De Europese Unie is sinds haar oprichting betrokken bij een toenemend aantal conflicten. Niet alleen extern, zoals met Rusland, Syrië, Afghanistan en het voormalig Joegoslavië. Ook intern is het aantal conflicten gegroeid. Denk aan de eurocrisis, de Brexit, de bewaking van buitengrenzen en de conflicten met Polen en Hongarije over de onafhankelijkheid van rechters en media. Willen we deze conflicten begrijpen dan ontkomen we er volgens Caroline de Gruyter, sinds 1994 columnist en correspondent voor NRC Handelsblad, niet aan ons te verdiepen in het verleden. In haar nieuwste boek, Beter wordt het niet, weet zij scherp de dilemma’s en spanningen te duiden waar Europa tegenaan loopt. In het zeer lezenswaardige boek trekt ze paralellen tussen de Europese Unie en het Habsburgse Rijk. Net als tussen de Eerste en Tweede Wereldoorlog, toen er druk werd gespeculeerd over de ineenstorting van het Habsburgse Rijk, wordt ook nu gezinspeeld op het uiteenvallen van de Europese Unie. Maar klopt dit ook? Kan met de Europese Unie hetzelfde gebeuren als met het Habsburgse Rijk?
Habsburgse Rijk
Het Habsburgse Rijk heeft vele eeuwen bestaan. Net als de Europese Unie was het een interne markt en een douane-unie. Ook beschikte het over één munt. De interne markt besloeg het huidige Oostenrijk, Tsjechië, Slowakije, Kroatië en Hongarije in zijn geheel. Daarnaast bestond het uit delen van Italië (Lombardije en Venetië), Polen, Roemenië, Oekraïne en het voormalig Joegoslavië.

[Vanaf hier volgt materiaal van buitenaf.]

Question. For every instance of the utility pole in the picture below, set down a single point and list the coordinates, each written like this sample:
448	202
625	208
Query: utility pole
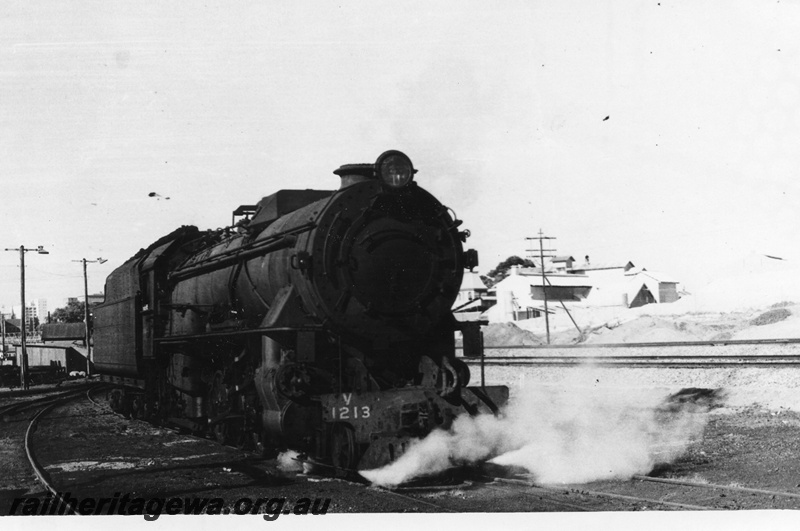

De eerste Habsburgers waren ridders uit het gebied dat nu Duitstalig Zwitserland is. Langzaam breidden zij hun territorium uit, door veroveringen, huwelijken en allianties. Een tijd lang, van 1482 tot 1581, hoorden ook de Noordelijke Nederlanden bij het Habsburgse Rijk. Begin 16e eeuw bewoog het rijk zich meer oostwaarts, om te Hongaren te helpen het hoofd te bieden tegen te Turken. In totaal zou het Habsburgse Rijk zeshonderd jaar bestaan. Na opstanden in 1848 (Wenen, Praag, Boedapest) werden door keizer Frans Jozef, die in dat jaar als 18-jarige de troon besteeg, permanent hervormingen doorgevoerd. De belangrijkste was de hervorming van 1867. De centraal bestuurde staat werd in dat jaar omgevormd in een Dubbelmonarchie. Hongarije werd met Slowakije en delen van Roemenië, Kroatië, Oekraïne en Slovenië een koninkrijk met Frans Jozef als koning. Het westelijk Duitssprekende deel, waaronder Tirolers, Hongaren, Italianen, Tsjechen, Slowaken, Polen, Slaven en Oekraïners, bleef een keizerrijk met Frans Jozef als keizer.
Het Habsburgse bestuur
Als een ding duidelijk wordt uit het boek van De Gruyter, dan is het dat de wijze waarop conflicten in de Europese Unie worden opgelost erg veel lijkt op hoe conflicten in het Habsburgse Rijk werden opgelost. Het bestond uit tijd trekken, conflicten vermijden, permanent hervormen en sluiten van compromissen. Met ‘fortwursteln’, doormodderen, gaf het Habsburgse Rijk vele volken, talen en culturen een dak boven het hoofd. Het leven onder de Habsburgers was daardoor relatief veilig en voorspelbaar. Door de centrale ligging van Oostenrijk in het hart van Europa, had het Habsburgse Rijk niet de beschikking over natuurlijke grenzen, zoals bergen en brede rivieren. Om die reden had keizerin Maria Theresia (1717-1780) een afkeer van oorlogen. Oorlogen, zo leerde zij, kunnen gevaarlijk zijn voor een multinationaal rijk.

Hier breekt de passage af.